Когда материальное и политическое полностью истощено, обесценено, не по сути, а одним лишь фактом невозможности его осуществить, штатные и внештатные, матричные и системные пропагандисты пытаются вернуть нас к «скрепам», к якобы спасительным незыблемым ценностям, таким например, как семья. По этому поводу мне очень хочется процитировать французского психоаналитика и философа Жака Лакана:
«Что касается такой, воистину, «священной коровы», как ценности семьи. Это правда, что я не сентиментален, но тут речь не обо мне: семья обслуживает существование рода, в итоге, не знающей смерти, «зародышевой субстанции» по Вирхову, для которой нет и не может быть индивида, так как индивид уже мертв, являясь лишь преходящей оболочкой для родового ложного и бессмысленного бессмертия.»
Поэтому и бежала семьи, причем ее чудовищную сущность я осознавала практически с младенчества. Родители мне казались «опасными, враждебными существами». Это было уже лет в 5-6. И я была онтологически права. Конечно я не пытаюсь распространить свой опыт на других, однако я считаю его метафизически и социально значимым.

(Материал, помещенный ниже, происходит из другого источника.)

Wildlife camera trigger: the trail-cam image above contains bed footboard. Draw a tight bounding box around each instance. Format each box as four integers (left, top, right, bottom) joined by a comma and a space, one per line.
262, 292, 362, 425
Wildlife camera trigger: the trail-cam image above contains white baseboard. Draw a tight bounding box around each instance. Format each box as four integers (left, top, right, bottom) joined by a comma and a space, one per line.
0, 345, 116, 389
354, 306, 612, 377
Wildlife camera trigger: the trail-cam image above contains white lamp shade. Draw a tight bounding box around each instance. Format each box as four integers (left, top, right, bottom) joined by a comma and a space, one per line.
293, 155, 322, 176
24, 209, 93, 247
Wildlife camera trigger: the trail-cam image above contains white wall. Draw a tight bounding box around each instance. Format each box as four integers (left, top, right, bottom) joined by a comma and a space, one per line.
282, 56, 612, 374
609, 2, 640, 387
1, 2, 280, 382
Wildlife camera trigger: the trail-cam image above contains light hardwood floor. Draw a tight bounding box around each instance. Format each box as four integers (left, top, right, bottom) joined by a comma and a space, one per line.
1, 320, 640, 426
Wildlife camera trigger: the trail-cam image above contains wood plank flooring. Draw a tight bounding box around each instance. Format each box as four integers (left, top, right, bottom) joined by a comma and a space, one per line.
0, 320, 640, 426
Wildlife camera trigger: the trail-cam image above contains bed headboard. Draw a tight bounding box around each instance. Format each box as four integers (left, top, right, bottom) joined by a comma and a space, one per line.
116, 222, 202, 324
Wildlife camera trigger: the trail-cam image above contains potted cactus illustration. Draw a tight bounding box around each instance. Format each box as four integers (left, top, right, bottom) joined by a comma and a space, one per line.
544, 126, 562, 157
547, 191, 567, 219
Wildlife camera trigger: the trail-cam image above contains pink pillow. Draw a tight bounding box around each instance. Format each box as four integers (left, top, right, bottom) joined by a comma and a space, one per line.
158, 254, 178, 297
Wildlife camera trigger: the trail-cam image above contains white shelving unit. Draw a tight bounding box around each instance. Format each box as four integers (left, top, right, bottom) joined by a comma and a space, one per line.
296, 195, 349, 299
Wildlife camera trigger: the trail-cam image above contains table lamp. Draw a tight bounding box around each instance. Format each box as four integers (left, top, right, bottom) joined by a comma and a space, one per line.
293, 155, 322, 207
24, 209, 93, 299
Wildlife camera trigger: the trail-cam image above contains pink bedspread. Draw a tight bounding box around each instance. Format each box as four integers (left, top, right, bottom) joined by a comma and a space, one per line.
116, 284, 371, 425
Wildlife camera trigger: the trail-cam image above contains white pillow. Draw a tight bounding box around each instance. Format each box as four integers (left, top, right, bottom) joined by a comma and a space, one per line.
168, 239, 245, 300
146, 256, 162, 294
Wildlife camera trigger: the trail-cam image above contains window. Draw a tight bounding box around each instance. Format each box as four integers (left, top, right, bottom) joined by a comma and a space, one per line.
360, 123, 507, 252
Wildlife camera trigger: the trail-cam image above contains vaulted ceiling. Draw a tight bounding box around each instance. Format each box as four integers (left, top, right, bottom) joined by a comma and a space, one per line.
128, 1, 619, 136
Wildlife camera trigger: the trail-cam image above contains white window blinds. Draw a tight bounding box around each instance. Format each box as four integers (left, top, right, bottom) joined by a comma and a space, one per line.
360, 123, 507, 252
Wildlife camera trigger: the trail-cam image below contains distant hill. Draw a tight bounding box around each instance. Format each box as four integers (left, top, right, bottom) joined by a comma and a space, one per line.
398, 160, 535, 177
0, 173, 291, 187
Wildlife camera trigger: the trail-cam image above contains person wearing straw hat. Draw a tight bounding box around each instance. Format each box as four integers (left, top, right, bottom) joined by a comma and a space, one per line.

Нас также до сих пор пытаются возвратить в простейшее психоаналитическое лоно, ложно сформулированное накокаиненным популяризатором массового бессознательного Зигмундом Фрейдом. Нас хотят положить в люльку между Эросом и Танатосом, чтобы укачивать в ней до смерти. Однако, мое сознание материалиста и рационалиста, мой здравый смысл подсказывают мне, что Танатосу противостоит не Эрос, Танатосу противостоит Ресурс. А именно — цивилизованный мир, нормальное образование и экономические блага.